Council Members offer alternative plan to deal with pension situation, budget cuts and new revenue
Louisville – An alternative proposal has been offered to deal with the $35 million projected deficit in the coming Metro Government budget due to pension obligations, increased health care costs and revenue shortfalls.
It calls for raising the insurance tax rate on all forms of insurance, other than health, in a more conservative manner and raising the car rental fee. It also calls for cuts or policy changes in Metro Government departments and all levels of management.
“Over the past several weeks, we have heard from constituents and agencies and have been working together to find an alternative solution that represents an appropriate balance of cuts with new revenue. We believe this proposal represents that balance,” says Councilman Markus Winkler (D-17).

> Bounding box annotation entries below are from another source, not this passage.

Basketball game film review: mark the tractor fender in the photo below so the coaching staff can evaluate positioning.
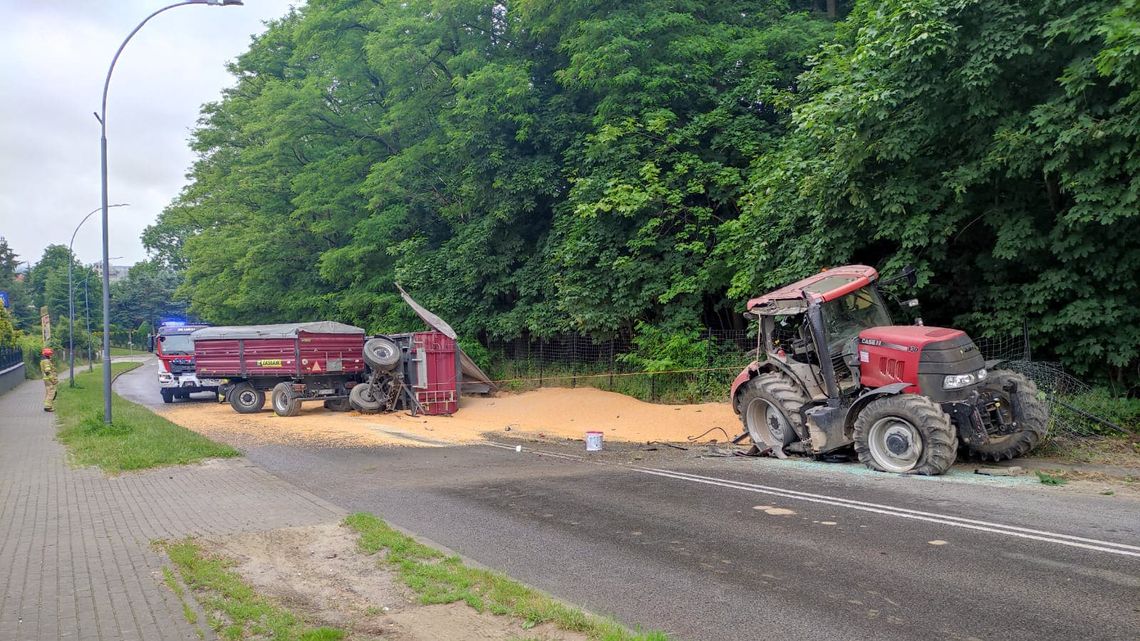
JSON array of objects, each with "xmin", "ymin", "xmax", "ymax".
[
  {"xmin": 844, "ymin": 383, "xmax": 913, "ymax": 430},
  {"xmin": 728, "ymin": 359, "xmax": 812, "ymax": 414}
]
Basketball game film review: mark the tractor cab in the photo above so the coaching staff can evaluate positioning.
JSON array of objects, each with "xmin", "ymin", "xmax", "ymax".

“From the beginning, I have said that solving this problem will require both new revenue and an acceleration of the cuts we started last year. While there is no consensus on all cuts, which will ultimately be determined as part of the budget process, it’s clear the public and Council members want a balanced approach. I have been working with Councilman Winkler on this proposal and applaud his efforts,” said Councilman Bill Hollander (D-9), who chairs the Council’s Budget Committee.
“I think it is vitally important to ensure for at least the next four years with this increased pension obligation that our employees, community partners and constituents know fully what they can expect from their government. That’s the least we can do and that’s what this proposal does,” says Councilman Pat Mulvihill (D-10), who Chairs the Majority Caucus.

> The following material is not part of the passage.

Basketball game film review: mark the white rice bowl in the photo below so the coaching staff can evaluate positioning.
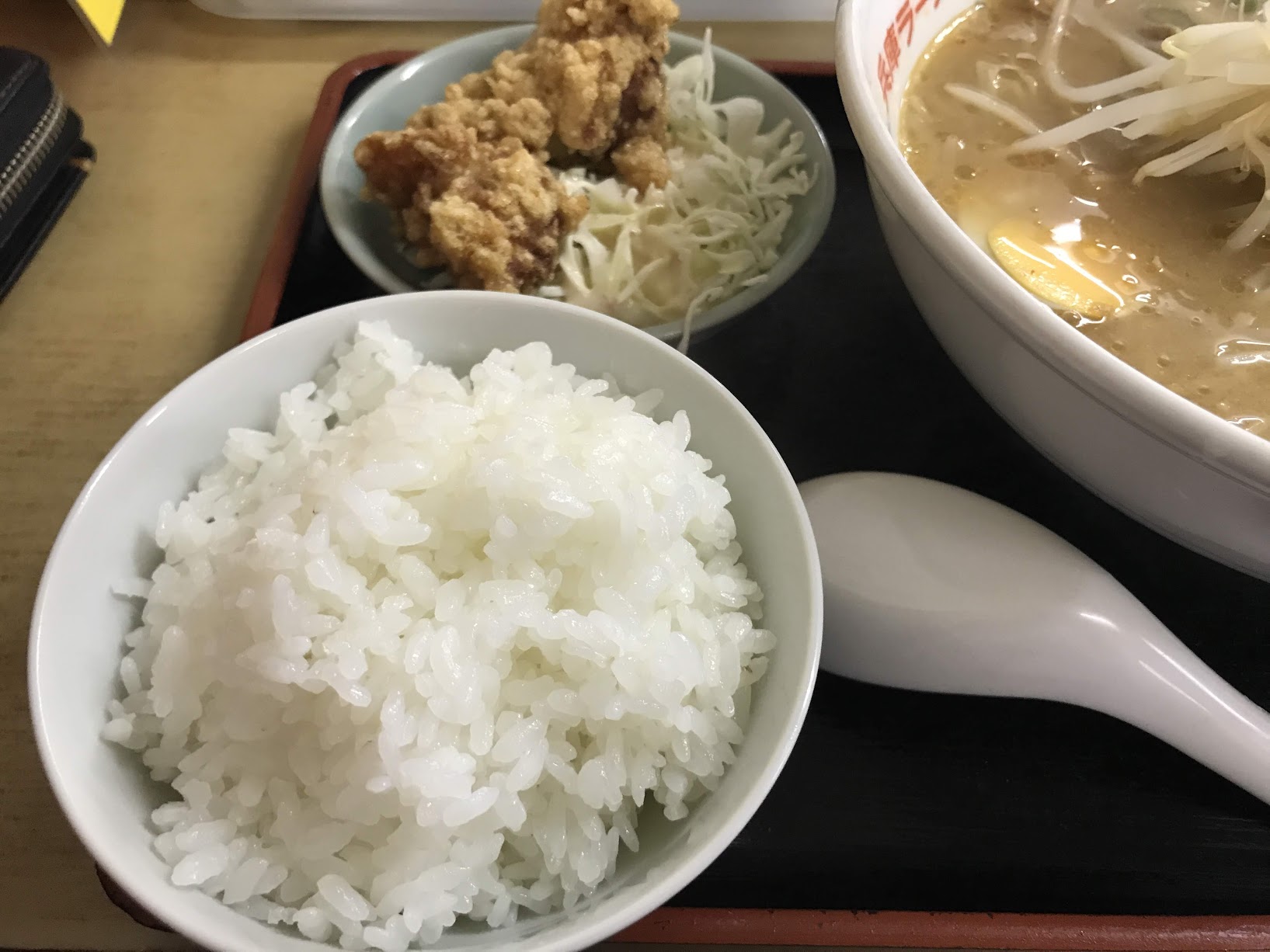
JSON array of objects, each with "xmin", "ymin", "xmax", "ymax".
[{"xmin": 104, "ymin": 324, "xmax": 778, "ymax": 950}]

The insurance tax rate will be increased to 9% for the next two fiscal years, then increase to 10% in the following two years. Auto insurance would be slowly phased in beginning in FY 2021 and increase from 5% to just 6.5% by FY 2023. The rental car tax would increase to generate up to $1 million per year.

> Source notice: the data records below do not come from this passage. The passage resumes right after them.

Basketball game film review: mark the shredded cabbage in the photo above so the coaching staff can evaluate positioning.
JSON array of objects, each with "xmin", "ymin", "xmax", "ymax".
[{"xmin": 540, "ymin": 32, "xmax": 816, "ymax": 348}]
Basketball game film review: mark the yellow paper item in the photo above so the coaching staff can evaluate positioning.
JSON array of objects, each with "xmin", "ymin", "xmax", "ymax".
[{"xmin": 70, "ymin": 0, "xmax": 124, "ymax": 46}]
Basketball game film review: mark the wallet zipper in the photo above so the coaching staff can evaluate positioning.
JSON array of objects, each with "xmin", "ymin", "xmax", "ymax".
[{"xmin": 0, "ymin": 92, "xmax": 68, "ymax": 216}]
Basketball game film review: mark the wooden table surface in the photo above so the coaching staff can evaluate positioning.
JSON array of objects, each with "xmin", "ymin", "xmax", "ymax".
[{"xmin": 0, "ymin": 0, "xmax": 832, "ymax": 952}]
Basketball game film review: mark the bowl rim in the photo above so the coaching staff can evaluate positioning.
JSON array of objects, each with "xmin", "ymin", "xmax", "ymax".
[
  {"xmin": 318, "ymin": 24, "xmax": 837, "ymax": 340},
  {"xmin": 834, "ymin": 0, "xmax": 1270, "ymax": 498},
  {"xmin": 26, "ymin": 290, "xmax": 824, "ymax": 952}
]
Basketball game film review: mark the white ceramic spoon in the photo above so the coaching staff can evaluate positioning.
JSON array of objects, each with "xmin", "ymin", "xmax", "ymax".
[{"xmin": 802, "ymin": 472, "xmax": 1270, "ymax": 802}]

The plan estimates these increases would generate as much as $50 million in new revenue within four years.
To balance these increases, there is a call for cuts or policy changes in departments of Metro Government. The administration is being asked to consider some of the following areas to determine potential impact and feasibility:
Hiring freeze for all non-revenue producing positions and non-essential spending
Beginning July, 5% salary cut or furloughs for all employees earning over $90K annually
Cut every Metro Council NDF or Cost Center account by $20K
Increase Metro employee health insurance premiums
Eliminate COLAs for FY 20
Eliminate all take home vehicles (with minimal public safety exemptions)
Move USD to alternating weekly yard waste and recycling
No yard waste collection in winter
Move the Belle of Louisville to private funding
Return Youth Detention Services responsibility to the Commonwealth of Kentucky
Eliminate funding for the Living Room
Eliminate capital budget spending on bike lanes for at least two years
Reduce budgets in every department, focusing on management and communications positions
Eliminate suburban street sweeping
Reduce EMS service by one ambulance in areas where suburban districts provide service
Reduce /eliminate Council designated funds
“These potential cuts are significant and will be felt across all districts and areas of service but will address the structural deficit. Additional work will be needed to address the full balance of the pension obligation in FY23 and beyond. We are hopeful that the work of the Ad Hoc Committee on Efficiencies announced today by President James will help develop these long-term solutions,” says Winkler.
The alternative plan calls for asking the Kentucky Attorney General to launch an investigation on insurance red-lining. It asks for an increased effort to lobby the Kentucky General Assembly for additional taxing authority, includes a pledge to revisit insurance rates if additional options become available and includes language that all new insurance premium tax revenue shall be used only for pension cost increases after FY 18.